Session: 2D Materials: Device Physics and Applications
Presenter: Pushpa Raj Pudasaini, The University of Tennessee Knoxville
Authors: P.R. Pudasaini, The University of Tennessee Knoxville
M.G. Stanford, The University of Tennessee Knoxville
A. Hoffman, The University of Tennessee Knoxville
T.Z. Ward, Oak Ridge National Laboratory
D.G. Mandrus, The University of Tennessee Knoxville
P.D. Rack, The University of Tennessee Knoxville
Correspondent: Click to Email
The performance of electronic and optoelectronic devices based on two-dimensional (2D) transition metal dichalcogenides (TMDs), such as tungsten diselenide (WSe2) is significantly affected by the quality of the various interfaces present in the device. Historically, the performance of bottom-gate SiO2 2D TMDs field effect transistor (FET) devices has been greatly limited by the carrier scattering due to the oxide trapped charges, surface roughness, and surface optical phonons, among others.
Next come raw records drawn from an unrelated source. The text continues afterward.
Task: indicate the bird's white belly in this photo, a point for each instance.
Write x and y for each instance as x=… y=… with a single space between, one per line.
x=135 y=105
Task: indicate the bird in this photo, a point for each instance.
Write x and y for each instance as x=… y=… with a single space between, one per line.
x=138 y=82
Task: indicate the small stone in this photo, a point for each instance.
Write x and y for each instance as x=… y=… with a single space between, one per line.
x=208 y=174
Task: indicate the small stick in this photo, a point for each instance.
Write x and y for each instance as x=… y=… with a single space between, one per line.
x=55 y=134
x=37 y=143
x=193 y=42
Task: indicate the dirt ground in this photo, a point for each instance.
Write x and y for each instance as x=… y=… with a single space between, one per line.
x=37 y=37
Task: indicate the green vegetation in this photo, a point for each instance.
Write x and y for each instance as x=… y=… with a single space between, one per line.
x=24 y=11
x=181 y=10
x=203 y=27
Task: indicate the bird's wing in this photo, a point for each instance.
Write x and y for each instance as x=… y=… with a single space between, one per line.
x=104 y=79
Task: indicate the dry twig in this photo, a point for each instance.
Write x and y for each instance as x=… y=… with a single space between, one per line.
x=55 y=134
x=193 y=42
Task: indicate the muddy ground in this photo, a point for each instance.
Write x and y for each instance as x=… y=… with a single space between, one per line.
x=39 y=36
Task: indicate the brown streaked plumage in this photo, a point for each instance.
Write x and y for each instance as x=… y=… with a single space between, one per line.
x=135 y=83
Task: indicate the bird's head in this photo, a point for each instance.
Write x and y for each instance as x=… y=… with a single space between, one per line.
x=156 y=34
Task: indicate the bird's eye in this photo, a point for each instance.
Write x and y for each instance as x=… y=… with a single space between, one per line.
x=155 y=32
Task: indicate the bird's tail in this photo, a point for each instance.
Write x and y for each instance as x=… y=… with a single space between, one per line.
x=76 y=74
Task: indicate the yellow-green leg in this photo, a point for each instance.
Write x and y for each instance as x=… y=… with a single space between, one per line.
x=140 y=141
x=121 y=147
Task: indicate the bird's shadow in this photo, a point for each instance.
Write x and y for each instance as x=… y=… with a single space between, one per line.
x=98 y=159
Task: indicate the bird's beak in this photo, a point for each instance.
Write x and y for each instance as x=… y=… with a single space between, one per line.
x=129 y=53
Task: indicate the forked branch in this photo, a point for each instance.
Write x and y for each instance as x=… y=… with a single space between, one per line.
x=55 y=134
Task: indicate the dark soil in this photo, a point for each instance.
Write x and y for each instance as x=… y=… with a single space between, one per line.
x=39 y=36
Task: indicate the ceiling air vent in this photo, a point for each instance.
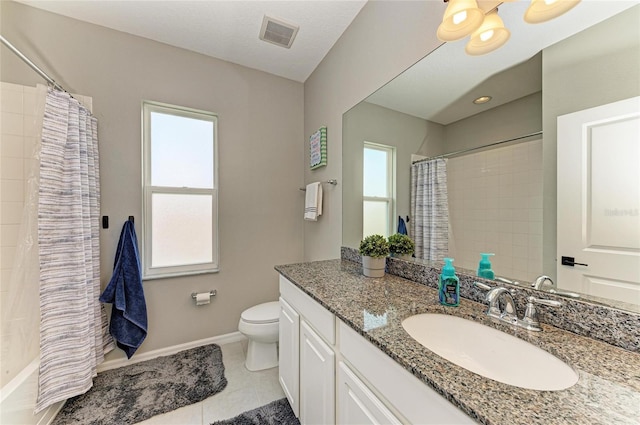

One approach to mitigate this issue is to explore alternatives to SiO2 which ideally would involve high-κ dielectrics, in which Coulombic impurity scattering is confirmed to be strongly shielded by the dielectric screening. However, depositing high quality high-k dielectric film onto the surfaces of TMDs is very challenging due to the chemical inertness of the TMD basal planes. Here, we present an aluminum oxide and hafnium oxide top-gate on WSe2, deposited using atomic layer deposition (ALD) both with and without hydrogen/oxygen plasma treatments and titanium seed layers. The top gated WSe2 FET devices are fabricated by employing ALD deposited high k-dielectrics, with promising device characteristics having large current on-off ratio (~108), small threshold voltage (~5V) and relatively large field effect mobility (~70 cm2/V.s) at room temperature. A high performance logic invertor device is also demonstrated.